Тот винодел был далеко не беден, но и не богат, как король; он был добр к беднякам и крестьянам, с весны по осень давал им работу, а на праздники всегда отпускал к семье. И они любили его в ответ, и всегда, если то был семейный праздник, звали его к себе: он был сиротой, мать потеряв при рождении, а отца в в день, когда ему исполнилось восемнадцать. Но винодел всегда отказывался, а семейные празднества заменял работой. Дилюк его звали, и работал он явно больше тех, кто покупал его вино и нахваливал его вкус, сидя в высоких замках и золотых комнатах.

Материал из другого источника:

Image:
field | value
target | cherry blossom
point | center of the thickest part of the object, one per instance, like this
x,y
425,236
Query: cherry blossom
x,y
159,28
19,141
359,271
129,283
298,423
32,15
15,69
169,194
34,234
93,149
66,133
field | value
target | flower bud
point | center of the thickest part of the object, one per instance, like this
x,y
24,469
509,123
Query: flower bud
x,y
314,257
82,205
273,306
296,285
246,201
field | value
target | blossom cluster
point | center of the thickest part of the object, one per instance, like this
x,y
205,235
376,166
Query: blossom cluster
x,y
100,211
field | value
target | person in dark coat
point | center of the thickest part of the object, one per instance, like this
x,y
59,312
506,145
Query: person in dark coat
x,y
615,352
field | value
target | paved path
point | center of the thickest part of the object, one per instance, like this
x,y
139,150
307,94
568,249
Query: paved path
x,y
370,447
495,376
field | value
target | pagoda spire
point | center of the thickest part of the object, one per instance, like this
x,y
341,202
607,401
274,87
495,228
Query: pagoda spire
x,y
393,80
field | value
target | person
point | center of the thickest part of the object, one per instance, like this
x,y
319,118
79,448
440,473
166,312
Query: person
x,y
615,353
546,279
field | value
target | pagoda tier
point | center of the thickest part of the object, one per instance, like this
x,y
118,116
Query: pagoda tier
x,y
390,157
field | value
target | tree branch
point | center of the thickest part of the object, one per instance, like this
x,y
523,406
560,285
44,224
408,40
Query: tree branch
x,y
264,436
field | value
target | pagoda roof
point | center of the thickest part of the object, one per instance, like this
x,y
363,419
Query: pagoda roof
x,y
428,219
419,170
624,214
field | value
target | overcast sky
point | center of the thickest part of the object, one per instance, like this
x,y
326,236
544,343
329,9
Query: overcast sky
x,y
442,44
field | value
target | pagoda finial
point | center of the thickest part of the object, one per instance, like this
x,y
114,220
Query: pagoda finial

В новогодний Сочельник Дилюк всегда оставался один. Он привык к тишине своего поместья, к тому, что слуги в этот день стараются закончить все свои дела раньше, чтобы успеть до темноты дойти до дома, до своих семей. Дилюк же на их приглашения лишь печально улыбался и качал головой. Каждый раз в коридорах его дома звучали одни и те же слова:
— У меня много работы.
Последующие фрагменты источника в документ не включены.